The second was the time-honoured tradition of respecting elders, regardless. The Chief of Surgery was a venerable, very old and Yoda-like civilian surgeon, regarded by many as the founding father of craniofacial surgery in Mynamar. His status reflects having trained all of Myanmar’s top medical brass and his diagnostic skills put ours to shame, most of the time.  However, where our opinions differed, etiquette, and the concept of saving face made further discussion problematic.

Surgery

The week went well. Through intermittent powercuts, improvised surgical equipment and an ever-attentive bevy of local surgeons we operated, hoping to make a difference.

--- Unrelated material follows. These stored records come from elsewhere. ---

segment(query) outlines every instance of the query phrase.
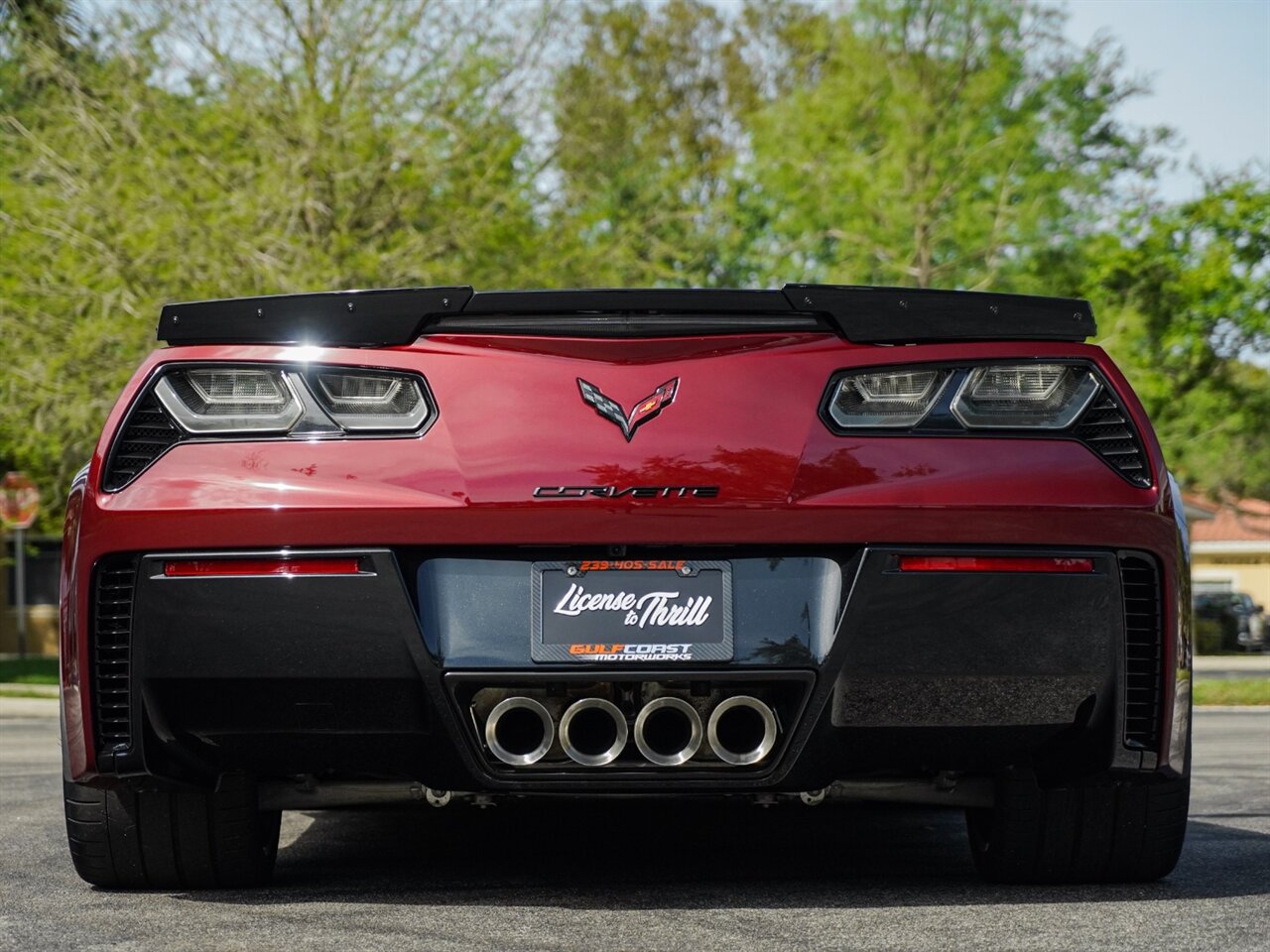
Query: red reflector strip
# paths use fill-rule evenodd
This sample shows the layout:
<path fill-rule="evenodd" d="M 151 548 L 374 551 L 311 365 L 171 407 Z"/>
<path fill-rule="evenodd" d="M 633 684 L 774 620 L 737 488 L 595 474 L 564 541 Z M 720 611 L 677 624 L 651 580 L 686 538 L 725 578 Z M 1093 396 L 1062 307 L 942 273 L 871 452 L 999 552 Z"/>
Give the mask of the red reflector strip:
<path fill-rule="evenodd" d="M 193 575 L 357 575 L 356 556 L 328 559 L 182 559 L 164 562 L 170 579 Z"/>
<path fill-rule="evenodd" d="M 900 556 L 904 572 L 1091 572 L 1092 559 L 1019 556 Z"/>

The day would start and finish with a ward round. Apart from wound checks, it was hard to tell how things were going; when asked, patients had no pain, and felt well. This may have not been simply lost in translation: these patients, despite what we had done to them, seemed genuinely quite comfortable. The same procedures back home would not have been nearly so well-tolerated.

We were well looked after. The military had catered for every detail, from facilitating the customs process, with our mini-mountain of medical supplies, through to our own dining room and military cooks and waiting staff. There was no doubt that the army remained top dog still.

On our last day, we had a ritualistic handing-over of the remaining medical equipment, including a craniofacial plating set, provided by Stryker-Leibinger.  It was all very well received and we hoped that it would be put to good use.

Travel in Myanmar

Having completed our surgery, Gavin and I then headed up to Inle Lake, Myanmar’s largest lake.  Villagers here spend their whole lives afloat: homes, schools markets and gardens.

Our guide was a pleasant local man, who spoke very good English; Gavin and I were his third tour group ever.  He and his colleague lead us into the mountains around the lake where we spent the night in a local house, asleep on the floor. The open fire served as stove and heater. There were no windows and it was the middle of winter.

We were the first tourist party through here, they told us, and something of a novelty. We even managed to continue the medical theme, examining an old lady with a hemi mandibular resection and dispensing penicillin for a man with impressive tonsillitis.

Final word

The week went well. I’m sure we made a positive difference to those we operated on.  Yet I hope our greatest legacy will be to the local surgical staff – that they will keep in contact and evolve their specialties. There is no doubting their abilities, it is only their knowledge and the tools they have that need improving.

Myanmar has been described as the undiscovered Asia.  It shares the Andaman coastline with Thailand, with its unspoilt beaches.  The food is all that you would expect and the hospitality generous and sincere.  But things are changing, quickly, as Myanmar heads inexorably towards capitalism. Visit now.